David Cameron has made a return to government, with Rishi Sunak appointing him the UK's new foreign secretary.
But the former prime minister - who quit as an MP in 2016 - won't be returning to the House of Commons.
Instead, he has been made a peer and will re-enter Parliament via the House of Lords, as Lord Cameron.
It has raised questions about how elected MPs will be able to hold him to account, including from Labour and Commons Speaker Sir Lindsay Hoyle.
Has this happened before?
All government departments tend to have ministers in the House of Lords, but normally not cabinet ministers. Until 2007, the lord chancellor was always in the Lords and a member of the cabinet too.
But more recently, there is normally only one peer who sits in the cabinet: the Leader of the House of Lords, currently Lord True.
However, it is not unheard of for other cabinet ministers to come from the upper house.
Nicky Morgan stayed on as Boris Johnson's culture secretary for several months after standing down as an MP at the 2019 election, taking the ermine and becoming Baroness Morgan in the process.

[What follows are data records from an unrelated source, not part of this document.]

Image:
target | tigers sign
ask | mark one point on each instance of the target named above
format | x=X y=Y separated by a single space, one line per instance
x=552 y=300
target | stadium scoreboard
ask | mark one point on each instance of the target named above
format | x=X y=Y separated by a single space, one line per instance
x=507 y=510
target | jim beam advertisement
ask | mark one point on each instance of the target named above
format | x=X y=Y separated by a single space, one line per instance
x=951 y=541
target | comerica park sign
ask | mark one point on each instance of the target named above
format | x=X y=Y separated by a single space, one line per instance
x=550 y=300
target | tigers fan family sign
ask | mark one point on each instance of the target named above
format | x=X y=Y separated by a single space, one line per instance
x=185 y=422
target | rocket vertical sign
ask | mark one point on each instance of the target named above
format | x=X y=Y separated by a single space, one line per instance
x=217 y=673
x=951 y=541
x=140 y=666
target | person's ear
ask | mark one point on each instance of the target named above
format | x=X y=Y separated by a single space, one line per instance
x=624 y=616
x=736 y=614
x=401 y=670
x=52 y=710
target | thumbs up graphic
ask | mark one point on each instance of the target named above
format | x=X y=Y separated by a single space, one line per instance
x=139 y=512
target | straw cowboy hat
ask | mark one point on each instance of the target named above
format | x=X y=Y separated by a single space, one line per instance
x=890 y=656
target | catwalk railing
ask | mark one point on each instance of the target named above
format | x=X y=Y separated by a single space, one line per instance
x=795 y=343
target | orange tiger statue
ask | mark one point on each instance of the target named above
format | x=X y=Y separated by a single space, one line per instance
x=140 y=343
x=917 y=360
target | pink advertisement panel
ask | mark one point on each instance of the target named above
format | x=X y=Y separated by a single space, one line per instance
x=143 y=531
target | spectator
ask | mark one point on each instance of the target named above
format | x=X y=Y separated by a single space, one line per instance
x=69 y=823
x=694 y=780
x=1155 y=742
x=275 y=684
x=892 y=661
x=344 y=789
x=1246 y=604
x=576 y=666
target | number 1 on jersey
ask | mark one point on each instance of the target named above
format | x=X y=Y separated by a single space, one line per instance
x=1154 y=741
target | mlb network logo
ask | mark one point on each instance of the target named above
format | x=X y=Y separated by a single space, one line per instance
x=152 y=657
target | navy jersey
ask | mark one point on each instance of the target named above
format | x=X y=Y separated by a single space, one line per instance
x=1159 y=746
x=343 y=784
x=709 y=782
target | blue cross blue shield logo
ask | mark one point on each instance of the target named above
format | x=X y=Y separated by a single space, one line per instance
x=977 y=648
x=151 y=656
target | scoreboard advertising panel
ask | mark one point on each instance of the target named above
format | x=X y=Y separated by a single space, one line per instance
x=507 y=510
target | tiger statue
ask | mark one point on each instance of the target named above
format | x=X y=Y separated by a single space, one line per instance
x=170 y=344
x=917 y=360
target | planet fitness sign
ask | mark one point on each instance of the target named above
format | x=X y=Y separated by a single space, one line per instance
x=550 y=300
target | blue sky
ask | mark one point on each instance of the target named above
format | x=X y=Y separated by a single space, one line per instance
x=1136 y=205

The now-Lord Cameron also had a peer in his own cabinet: Baroness Warsi, who served as Tory Party chairwoman via a peerage.
Gordon Brown gave Peter Mandelson a peerage so he could make his sensational 2008 cabinet comeback as business secretary (he had quit as an MP to become the UK's European commissioner).
Mr Brown also made Lord Adonis his transport secretary in 2009 - with Lord Falconer and Baroness Amos serving in the cabinet of Sir Tony Blair.
What about foreign secretaries though?
The last UK foreign secretary to sit in the House of Lords was Lord Carrington, who took up the role under Margaret Thatcher in 1979.
He'd already been in the cabinet as a peer - he was defence secretary under Edward Heath.
He resigned in as foreign secretary in 1982 after the Falkland Islands were invaded by Argentine forces, taking responsibility for the failure to predict the invasion.
Will Lord Cameron answer questions from MPs?
Lord Cameron has confirmed he will appear before MPs on Commons select committees "as appropriate".
But he won't be in the Commons chamber to take questions during the regular departmental scrutiny sessions that take place every five weeks.
Instead, those questions will be fielded by the ministers below him at the Foreign Office, including Andrew Mitchell and Anne-Marie Trevelyan.
He also won't answer urgent questions from MPs during emergencies.
It is likely, however, he will have to respond to the equivalent version in the House of Lords - a procedure put in place for Lords Mandelson and Adonis.
In it not uncommon though for these questions to also be answered by deputies anyway, if the foreign secretary is on diplomatic visits around the world.
As a minister in the Lords, he will have to respond to written questions from peers, as well as letters from committees.
What are the concerns?
The Labour politician that Lord Cameron would normally face in the Commons, shadow foreign secretary David Lammy, has said MPs won't be able to hold him to account.
Similar reservations have also been expressed by Sir Lindsay Hoyle, the Commons Speaker, who said he would "do everything" he could to ensure Lord Cameron faces scrutiny.
This was especially important, he added, given the current series of crises around the world.
He said he'd looked forward to hearing from the government how he would be held "properly accountable" - and had asked his parliamentary officials to draw up some ideas.